Welche Schwächen haben optische Sensoren?

Optische Sensoren haben bei selbstfahrenden Autos viele Aufgaben: Sie sollen Verkehrszeichen und Ampeln erkennen, Fußgänger, Kinder, Tiere und Fahrradfahrer. Aber sie können bei schlechten Sichtverhältnissen versagen. Wie Menschen können auch sie durch Gegenlicht geblendet werden.

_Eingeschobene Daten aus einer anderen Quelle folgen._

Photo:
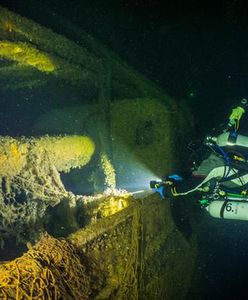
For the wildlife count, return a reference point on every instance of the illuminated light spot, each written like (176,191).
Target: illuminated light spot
(25,54)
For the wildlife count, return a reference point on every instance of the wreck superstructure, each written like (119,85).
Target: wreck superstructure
(121,247)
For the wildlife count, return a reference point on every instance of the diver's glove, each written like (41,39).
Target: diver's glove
(165,186)
(172,180)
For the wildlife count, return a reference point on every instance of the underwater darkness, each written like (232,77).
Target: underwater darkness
(196,51)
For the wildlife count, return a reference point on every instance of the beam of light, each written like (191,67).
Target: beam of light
(133,175)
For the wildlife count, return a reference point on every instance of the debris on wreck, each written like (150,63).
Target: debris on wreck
(30,179)
(52,269)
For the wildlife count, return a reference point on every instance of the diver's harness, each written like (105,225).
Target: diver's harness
(218,200)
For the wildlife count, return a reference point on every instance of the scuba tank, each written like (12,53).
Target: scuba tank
(235,210)
(224,140)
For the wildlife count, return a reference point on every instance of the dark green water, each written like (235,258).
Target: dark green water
(194,52)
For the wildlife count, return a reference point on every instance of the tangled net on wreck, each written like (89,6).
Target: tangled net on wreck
(52,269)
(30,179)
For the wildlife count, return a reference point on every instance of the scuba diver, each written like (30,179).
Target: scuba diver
(221,180)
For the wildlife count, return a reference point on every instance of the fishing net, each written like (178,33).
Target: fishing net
(52,269)
(30,179)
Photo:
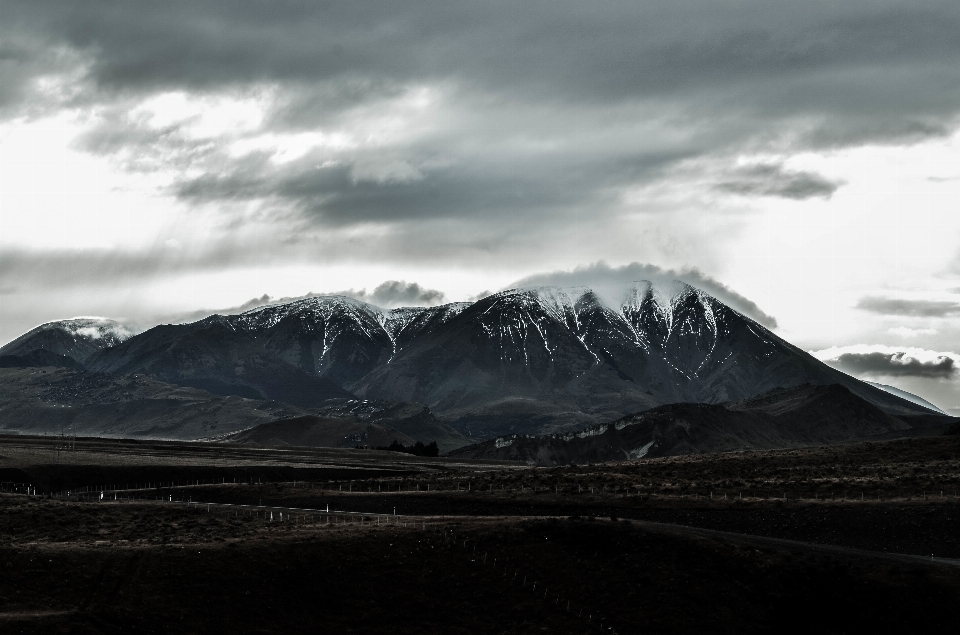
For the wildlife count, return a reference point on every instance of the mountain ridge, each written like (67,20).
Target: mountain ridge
(541,359)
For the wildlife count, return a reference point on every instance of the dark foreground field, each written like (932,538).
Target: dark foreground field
(488,549)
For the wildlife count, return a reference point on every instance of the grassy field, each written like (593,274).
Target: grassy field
(478,547)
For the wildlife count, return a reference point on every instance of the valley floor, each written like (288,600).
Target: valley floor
(626,547)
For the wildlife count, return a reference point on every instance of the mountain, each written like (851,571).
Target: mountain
(782,418)
(363,423)
(535,360)
(549,359)
(48,400)
(232,356)
(77,338)
(909,396)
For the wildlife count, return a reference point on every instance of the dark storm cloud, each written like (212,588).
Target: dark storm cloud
(400,293)
(774,180)
(601,274)
(894,365)
(63,268)
(916,308)
(543,111)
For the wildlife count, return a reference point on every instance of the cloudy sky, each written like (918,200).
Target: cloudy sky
(166,159)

Darüber hinaus können Nebel, Schnee, Starkregen und Dunkelheit dazu führen, dass die Sensoren nicht mehr alles richtig erkennen. Auch heftiger Wind bei stark belaubten Bäumen im Herbst kann Probleme aufwerfen

Es gibt neben Kamerasensoren auch noch die Möglichkeit, die Umgebung durch einen rotierenden Laserscanner abzutasten. Diese werden aber in Fahrzeugen auf dem Markt kaum verbaut.

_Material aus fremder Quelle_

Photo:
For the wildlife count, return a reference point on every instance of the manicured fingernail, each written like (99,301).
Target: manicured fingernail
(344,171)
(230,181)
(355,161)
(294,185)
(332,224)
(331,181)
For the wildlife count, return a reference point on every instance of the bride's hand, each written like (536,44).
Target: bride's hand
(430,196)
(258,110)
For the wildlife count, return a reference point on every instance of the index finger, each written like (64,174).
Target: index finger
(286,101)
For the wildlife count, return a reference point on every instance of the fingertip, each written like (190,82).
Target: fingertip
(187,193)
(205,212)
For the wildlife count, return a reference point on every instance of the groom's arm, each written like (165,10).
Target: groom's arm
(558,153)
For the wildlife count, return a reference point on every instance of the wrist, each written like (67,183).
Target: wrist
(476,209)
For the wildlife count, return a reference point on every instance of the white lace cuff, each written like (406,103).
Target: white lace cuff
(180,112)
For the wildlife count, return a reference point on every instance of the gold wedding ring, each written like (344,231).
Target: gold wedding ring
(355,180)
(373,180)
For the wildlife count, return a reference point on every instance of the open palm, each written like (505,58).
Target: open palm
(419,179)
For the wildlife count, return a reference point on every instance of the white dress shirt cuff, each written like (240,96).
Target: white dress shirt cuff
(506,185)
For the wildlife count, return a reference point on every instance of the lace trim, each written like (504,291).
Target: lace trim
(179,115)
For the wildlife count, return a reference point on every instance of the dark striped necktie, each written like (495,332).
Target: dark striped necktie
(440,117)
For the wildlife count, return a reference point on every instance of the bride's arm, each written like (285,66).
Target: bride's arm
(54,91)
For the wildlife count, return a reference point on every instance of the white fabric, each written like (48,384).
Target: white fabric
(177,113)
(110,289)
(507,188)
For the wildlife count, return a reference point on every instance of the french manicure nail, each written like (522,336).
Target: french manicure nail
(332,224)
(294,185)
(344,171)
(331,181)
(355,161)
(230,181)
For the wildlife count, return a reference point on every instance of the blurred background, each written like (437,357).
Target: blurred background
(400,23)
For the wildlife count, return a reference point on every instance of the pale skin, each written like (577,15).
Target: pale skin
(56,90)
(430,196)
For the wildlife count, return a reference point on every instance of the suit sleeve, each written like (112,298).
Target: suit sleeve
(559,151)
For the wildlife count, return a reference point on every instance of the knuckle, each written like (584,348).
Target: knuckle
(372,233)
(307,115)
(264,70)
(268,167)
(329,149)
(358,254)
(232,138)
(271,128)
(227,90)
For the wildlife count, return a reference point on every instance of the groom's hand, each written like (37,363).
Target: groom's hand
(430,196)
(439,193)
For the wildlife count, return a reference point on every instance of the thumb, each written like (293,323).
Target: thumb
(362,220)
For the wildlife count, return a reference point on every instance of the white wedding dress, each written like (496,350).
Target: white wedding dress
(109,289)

Welche Schwächen haben Radarsensoren?

Radarsensoren erkennen vor allem andere Autos und harte Oberflächen. Auch sie können durch Regen, Nebel und Schnee verwirrt werden, aber nicht durch Gegenlicht. Dafür können kurvige oder hügelige Straßenverläufe einen Radar zu Fehlanalysen verleiten. Fährt das Auto zum Beispiel in eine Senke oder die Straße hebt sich vor dem Auto, kann es passieren, dass der Asphalt das Radarsignal reflektiert. Dann denkt sich das Auto: 'Ein Fahrzeug fährt voraus' und reduziert die Geschwindigkeit - auch wenn die Straße frei ist. Auch schwierig für den Radar einzuschätzen ist entgegenkommender LKW-Verkehr auf einer engen Landstraße. Der reicht unter Umständen schon aus, um eine Bremsung einzuleiten.

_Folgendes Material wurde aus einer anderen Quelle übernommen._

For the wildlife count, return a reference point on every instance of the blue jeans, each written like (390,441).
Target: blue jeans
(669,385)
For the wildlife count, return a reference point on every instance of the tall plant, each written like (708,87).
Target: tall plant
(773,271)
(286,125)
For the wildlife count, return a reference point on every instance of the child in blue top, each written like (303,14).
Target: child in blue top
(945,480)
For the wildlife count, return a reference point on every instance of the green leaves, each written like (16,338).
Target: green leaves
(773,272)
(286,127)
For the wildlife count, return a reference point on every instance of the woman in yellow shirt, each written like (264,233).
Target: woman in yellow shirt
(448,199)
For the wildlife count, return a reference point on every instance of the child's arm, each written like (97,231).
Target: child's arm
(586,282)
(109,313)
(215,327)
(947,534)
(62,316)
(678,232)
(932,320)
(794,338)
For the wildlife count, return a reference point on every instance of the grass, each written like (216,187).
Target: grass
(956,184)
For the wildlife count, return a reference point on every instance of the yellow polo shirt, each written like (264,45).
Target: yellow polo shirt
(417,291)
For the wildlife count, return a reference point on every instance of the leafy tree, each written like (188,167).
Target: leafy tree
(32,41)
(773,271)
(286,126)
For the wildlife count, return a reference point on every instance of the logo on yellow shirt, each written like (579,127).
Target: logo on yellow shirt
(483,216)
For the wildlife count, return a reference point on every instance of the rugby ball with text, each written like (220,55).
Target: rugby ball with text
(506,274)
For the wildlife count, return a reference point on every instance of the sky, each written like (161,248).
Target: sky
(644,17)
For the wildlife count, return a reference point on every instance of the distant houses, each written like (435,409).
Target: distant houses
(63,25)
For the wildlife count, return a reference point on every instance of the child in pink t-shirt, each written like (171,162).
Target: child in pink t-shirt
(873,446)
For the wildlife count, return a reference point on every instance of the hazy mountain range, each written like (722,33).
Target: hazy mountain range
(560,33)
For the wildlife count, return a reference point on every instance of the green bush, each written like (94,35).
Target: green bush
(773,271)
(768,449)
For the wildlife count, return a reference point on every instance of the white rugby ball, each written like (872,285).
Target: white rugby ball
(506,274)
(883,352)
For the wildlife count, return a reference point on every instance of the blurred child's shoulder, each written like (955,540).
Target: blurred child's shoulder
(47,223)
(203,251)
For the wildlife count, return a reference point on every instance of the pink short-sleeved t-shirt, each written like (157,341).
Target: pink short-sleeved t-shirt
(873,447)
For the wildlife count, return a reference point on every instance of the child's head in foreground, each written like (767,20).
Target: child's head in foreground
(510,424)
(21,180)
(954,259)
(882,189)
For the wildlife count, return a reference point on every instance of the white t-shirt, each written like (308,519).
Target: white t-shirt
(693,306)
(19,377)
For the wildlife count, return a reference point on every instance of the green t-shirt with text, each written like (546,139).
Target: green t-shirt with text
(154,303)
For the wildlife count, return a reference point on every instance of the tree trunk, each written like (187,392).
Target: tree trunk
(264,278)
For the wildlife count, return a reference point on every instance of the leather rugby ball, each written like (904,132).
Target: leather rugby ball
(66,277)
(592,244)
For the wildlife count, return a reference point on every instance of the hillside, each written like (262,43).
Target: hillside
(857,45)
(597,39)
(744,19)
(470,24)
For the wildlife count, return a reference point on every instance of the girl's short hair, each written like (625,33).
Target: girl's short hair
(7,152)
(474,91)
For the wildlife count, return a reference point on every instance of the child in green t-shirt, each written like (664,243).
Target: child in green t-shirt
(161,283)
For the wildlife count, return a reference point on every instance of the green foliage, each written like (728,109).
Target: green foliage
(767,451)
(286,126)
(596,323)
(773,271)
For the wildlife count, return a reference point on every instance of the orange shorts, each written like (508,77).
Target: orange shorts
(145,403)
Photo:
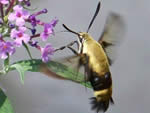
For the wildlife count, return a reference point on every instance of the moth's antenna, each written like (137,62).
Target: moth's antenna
(96,12)
(70,30)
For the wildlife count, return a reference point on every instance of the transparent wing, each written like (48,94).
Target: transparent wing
(112,35)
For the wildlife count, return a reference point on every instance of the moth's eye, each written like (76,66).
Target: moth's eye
(96,79)
(107,75)
(81,36)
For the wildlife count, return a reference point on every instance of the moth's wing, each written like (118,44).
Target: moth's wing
(114,31)
(73,62)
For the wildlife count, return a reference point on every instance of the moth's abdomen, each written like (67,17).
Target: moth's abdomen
(102,86)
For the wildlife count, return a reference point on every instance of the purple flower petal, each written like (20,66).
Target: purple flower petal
(6,48)
(47,52)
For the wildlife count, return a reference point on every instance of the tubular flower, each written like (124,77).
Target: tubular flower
(20,36)
(6,48)
(19,15)
(48,29)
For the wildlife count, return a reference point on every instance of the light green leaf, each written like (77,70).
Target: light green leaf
(5,106)
(21,71)
(36,65)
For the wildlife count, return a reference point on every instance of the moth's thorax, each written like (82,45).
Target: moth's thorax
(97,57)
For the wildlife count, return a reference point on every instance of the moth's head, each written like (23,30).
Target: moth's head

Welche Schwächen hat das Auto-Gehirn?

Am schwierigsten beim autonomen Fahren ist die intelligente Programmierung des Auto-Gehirns. Wann soll es die Entscheidung treffen zu bremsen oder auszuweichen? Auf der Autobahn, wo praktisch nur Auto- und Motorradfahrer als Verkehrsteilnehmer auftreten, die Straßen sehr breit sind und alle in eine Richtung verlaufen, ist das noch relativ einfach. Im Stadtverkehr oder auf bewaldeten Landstraßen wird es hingegen sehr unübersichtlich.

Typische Fehlentscheidungen treten zum Beispiel auf, wenn es Gegenverkehr gibt: Fährt ein entgegenkommendes Auto auf eine Linksabbiegerspur und das auch noch auf einer ungünstig verlaufenden kurvigen Straße, kann das bereits dazu führen, dass das autonome Auto eine Bremsung einleitet. Ähnliches tritt auf, wenn ein anderer Wagen an der Straße parkt, aber daneben noch genug Platz wäre, um vorbeizufahren. Vielleicht hält das autonome Auto dann einfach an.